I'm not sure who's responsible for the moniker, "Mojave Sage" since a dozen or more sages are found in and around the Mojave desert. Oh is probably the loveliest sage not only in the Mojave but in the world. Salvia pachyphylla was launched into stardom by Plant Select in 2005, although High Country Gardens and a few rare plant nurseries and seed companies had offered it sporadically the decade prior. I first saw pictures of this plant at a native plant conference at Rancho Santa Ana Botanic Garden in the late 1990's. Bart O'Brien was lecturing on California Salvia, and I was feeling sorry that we were denied so many of these in Colorado's fierce climate when he flashed astonishing images of this Salvia he had taken at high elevations in southern California. "Panayoti should be paying attention" cautioned Bart "since we can't grow this nearly as well as he will if he ever gets his hands on it". A few years later I had several accessions thriving in my private garden and at Denver Botanic Gardens.
The specimen in this picture was taken in late September at the Gardens at Kendrick Lake, that incredible showcase and anthology of the best in Watersmart gardening. That particular plant is nearly 4' across, and nearly as tall: I am amazed how the violet-purple bracts show up so vividly even in the twilight when I photographed it. The cool lavender blue aster behind provides a terrific foil. There are a dozen superlative specimens of this plant all over this garden. Just yesterday I strolled through with Lauren and Scott Ogden and Lauren commented that "I think I like this garden better this time of year", no doubt because the architectural and textural structure of the garden stands out so dramatically. You are not distracted by the myriad flowers and confusion of the garden season.
Juan Ramon Jimenez, the great Spanish poet writes: "O pasion de mi vida, poesia desnuda, mia para siempre!"
"Passion of my life, naked poetry, mine forever!"
When it comes to Mojave Sage, decked with flowery lingerie, it's sexy too!


  1. Mojave sage? Surely you mean Salvia mohavensis. I suppose ‘thick-leaved’ sage just wouldn’t do. But one has to wonder why the nom de phytons Blue sage, Rose sage, Mountain desert sage, Giant flowered purple sage or Desert rose sage, all already accepted/acceptable common names for the species would not do. Soon, it is reported, ‘Blue Flame’ PPAF will be/is available at High Country Gardens. Red and white flowers and variegated foliage (ugh!) can’t be too far behind.

    A native sage that is taking the West by storm is a testament to the treasures yet to be discovered right here at home.

  2. Amen,Mr/Ms Anonymous to all you say: I've thought all those things myself (I confess)...

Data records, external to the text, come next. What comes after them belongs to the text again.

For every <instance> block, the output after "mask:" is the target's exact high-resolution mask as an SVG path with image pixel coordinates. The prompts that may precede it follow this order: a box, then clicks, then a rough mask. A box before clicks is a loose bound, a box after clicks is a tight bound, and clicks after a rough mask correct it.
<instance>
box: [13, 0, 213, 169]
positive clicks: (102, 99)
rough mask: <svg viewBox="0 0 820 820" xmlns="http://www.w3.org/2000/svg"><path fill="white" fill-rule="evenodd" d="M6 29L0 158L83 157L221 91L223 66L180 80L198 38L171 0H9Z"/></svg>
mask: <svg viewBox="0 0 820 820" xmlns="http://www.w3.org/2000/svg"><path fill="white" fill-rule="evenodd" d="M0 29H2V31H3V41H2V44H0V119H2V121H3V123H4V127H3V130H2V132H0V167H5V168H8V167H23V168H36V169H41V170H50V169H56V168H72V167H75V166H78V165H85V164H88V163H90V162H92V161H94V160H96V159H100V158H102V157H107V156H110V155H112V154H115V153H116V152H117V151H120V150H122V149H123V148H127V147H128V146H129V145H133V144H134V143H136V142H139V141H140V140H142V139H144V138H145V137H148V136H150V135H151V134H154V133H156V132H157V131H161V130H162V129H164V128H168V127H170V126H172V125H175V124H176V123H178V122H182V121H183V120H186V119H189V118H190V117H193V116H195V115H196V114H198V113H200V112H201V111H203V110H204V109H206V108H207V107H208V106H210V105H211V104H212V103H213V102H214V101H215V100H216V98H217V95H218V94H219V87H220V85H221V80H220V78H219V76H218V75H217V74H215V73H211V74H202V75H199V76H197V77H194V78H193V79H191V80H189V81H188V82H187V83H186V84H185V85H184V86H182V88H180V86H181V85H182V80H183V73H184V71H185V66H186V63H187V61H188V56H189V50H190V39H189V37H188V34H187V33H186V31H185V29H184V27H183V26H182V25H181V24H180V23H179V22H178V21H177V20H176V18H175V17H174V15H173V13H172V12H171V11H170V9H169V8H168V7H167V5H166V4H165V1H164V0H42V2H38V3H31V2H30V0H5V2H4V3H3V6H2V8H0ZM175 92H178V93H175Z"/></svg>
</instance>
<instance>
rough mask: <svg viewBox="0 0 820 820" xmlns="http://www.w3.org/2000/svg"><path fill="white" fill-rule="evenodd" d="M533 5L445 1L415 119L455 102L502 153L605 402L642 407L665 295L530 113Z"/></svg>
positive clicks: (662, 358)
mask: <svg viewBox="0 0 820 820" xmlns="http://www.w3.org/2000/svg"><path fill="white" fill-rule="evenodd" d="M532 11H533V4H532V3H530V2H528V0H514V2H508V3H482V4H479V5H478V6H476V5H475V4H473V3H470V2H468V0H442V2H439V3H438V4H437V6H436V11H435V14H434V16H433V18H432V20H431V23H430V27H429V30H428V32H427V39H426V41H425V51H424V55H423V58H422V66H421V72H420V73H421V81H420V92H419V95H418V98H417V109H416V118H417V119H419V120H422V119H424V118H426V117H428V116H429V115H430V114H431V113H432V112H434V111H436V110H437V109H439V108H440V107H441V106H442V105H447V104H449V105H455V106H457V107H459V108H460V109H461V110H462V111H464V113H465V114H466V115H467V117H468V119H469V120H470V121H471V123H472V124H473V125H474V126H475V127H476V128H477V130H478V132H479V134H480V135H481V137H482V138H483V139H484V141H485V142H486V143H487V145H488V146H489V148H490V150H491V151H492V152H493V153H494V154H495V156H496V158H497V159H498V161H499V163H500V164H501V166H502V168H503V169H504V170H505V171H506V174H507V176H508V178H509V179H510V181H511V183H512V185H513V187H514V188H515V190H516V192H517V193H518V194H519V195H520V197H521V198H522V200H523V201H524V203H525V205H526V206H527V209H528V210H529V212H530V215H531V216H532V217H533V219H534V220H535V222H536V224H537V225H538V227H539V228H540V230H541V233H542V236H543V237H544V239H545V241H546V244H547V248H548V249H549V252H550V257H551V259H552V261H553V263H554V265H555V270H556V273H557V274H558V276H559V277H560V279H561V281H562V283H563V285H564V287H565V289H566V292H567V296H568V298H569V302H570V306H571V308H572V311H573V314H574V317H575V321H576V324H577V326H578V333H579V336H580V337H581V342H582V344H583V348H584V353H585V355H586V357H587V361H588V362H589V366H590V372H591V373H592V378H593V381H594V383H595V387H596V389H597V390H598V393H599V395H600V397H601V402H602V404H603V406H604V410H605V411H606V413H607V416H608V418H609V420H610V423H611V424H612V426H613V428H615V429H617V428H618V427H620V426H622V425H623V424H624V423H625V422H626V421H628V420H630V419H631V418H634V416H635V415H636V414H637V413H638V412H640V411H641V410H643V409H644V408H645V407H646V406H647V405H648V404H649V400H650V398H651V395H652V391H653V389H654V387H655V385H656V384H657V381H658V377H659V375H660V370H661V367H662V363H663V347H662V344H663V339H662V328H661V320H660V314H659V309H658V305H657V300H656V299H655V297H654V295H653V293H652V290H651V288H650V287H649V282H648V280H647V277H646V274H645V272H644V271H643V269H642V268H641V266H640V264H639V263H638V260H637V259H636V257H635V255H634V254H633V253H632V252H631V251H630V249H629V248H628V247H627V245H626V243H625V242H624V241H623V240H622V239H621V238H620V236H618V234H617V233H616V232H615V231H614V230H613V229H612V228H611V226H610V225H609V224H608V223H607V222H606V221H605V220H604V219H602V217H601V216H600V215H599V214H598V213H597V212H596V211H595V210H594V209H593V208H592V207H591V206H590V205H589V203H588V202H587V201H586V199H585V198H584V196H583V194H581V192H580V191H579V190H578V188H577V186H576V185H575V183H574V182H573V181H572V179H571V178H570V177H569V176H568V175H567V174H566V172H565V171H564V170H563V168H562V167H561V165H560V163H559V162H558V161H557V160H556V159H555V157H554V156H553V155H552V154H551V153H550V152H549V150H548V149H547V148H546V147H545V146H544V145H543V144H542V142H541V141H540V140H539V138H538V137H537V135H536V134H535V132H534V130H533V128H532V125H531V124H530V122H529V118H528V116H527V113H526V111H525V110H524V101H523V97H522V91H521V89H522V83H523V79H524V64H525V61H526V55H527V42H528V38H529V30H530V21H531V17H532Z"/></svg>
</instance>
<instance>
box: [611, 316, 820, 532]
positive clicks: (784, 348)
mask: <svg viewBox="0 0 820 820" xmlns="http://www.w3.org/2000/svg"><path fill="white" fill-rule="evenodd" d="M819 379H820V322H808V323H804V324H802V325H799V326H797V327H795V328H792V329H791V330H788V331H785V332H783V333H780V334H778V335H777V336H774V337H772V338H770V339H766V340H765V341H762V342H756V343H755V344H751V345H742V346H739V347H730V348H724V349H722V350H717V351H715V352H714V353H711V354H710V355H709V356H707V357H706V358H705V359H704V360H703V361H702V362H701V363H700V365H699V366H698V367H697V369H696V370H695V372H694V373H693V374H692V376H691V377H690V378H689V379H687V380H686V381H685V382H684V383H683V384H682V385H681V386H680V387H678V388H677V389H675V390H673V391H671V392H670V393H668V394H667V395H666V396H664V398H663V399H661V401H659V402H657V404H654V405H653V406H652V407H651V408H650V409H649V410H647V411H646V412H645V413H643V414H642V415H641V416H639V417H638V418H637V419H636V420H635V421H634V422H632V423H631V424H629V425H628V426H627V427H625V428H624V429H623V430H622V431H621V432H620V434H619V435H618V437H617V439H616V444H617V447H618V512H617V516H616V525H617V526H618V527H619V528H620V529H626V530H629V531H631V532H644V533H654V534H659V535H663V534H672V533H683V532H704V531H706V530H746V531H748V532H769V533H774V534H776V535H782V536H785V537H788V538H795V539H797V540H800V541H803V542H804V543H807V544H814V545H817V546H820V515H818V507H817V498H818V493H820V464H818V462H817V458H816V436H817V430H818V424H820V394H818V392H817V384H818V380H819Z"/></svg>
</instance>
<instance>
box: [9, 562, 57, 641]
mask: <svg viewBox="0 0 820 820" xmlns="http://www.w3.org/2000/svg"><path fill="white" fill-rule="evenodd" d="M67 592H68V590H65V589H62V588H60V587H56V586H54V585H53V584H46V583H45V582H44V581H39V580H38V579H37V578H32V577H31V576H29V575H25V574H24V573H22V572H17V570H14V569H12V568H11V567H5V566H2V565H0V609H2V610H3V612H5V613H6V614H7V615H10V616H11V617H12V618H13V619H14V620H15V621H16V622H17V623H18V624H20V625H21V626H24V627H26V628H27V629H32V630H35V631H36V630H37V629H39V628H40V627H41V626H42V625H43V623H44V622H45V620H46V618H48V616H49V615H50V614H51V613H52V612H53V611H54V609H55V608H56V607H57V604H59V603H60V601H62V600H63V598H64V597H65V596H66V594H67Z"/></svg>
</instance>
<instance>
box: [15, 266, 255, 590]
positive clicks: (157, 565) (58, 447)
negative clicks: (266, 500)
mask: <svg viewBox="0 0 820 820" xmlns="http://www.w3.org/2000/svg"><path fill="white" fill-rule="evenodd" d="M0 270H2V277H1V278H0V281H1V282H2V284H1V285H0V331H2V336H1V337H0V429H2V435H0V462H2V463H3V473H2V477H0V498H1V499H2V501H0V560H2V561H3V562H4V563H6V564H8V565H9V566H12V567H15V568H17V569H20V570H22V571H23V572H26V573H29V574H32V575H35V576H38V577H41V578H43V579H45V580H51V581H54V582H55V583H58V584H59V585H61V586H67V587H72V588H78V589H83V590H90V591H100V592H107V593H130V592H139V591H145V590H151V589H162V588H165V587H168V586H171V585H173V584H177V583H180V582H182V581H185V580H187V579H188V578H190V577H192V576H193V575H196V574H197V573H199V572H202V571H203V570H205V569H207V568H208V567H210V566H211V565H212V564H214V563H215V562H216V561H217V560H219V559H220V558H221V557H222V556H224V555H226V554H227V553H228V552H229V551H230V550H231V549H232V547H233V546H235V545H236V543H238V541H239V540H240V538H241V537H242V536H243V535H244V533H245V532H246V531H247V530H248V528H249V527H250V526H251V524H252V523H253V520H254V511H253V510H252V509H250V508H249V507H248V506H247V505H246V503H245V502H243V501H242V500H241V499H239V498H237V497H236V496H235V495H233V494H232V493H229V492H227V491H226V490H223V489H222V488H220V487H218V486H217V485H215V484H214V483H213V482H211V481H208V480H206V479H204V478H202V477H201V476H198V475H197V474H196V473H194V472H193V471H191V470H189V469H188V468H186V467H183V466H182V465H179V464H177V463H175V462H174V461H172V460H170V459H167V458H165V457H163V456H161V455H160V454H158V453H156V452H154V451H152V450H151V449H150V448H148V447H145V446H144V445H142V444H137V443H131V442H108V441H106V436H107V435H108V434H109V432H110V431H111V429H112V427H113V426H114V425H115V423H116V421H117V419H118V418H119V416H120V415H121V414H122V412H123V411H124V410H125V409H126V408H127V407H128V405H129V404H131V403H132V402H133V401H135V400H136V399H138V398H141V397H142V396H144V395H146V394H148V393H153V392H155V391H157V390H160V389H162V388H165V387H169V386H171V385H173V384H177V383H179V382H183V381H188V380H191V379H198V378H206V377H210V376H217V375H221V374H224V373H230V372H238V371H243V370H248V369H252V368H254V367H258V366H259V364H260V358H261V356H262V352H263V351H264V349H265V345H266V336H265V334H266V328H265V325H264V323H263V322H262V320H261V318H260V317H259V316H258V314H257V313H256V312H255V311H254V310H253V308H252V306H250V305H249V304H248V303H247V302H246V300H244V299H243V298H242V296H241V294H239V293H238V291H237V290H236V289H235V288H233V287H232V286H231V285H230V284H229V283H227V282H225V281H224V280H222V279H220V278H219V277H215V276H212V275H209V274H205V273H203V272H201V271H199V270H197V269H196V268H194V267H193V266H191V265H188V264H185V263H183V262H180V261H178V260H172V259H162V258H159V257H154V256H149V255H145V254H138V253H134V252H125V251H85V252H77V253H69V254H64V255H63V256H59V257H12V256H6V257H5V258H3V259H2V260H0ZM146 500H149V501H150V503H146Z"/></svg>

    For your amusement, I was just told today about a friend who found a VARIEGATED hardy ice plant sport in their garden this past summer which they propagated and are testing out. How does that strike you!

  3. It was bound to happen eventually. If more would grow them from seed, I suspect that a ton of variation, including variegation, would appear much sooner.

    The web reports Delosperma 'Semi-trailing Variegated', magenta flowers & broadleaf. Suspect this is a non-hardy Aptenia.

  4. Does anyone know what a plant might be that I saw and Kendrick Park yesterday? It sort of looks like a pineapple plant, dark green, 2.5' X 1', succulent leaves which are not sharp. Could it be some sort of yucca? It is planted in most of their island beds and it is not marked. Help - I loved this plant!

    1. This sounds as though it could be Yucca rupicola, a dark green leaved yucca from Texas Greg has planted in several areas...I am headed to Kendrick on Friday and will keep my eyes peeled!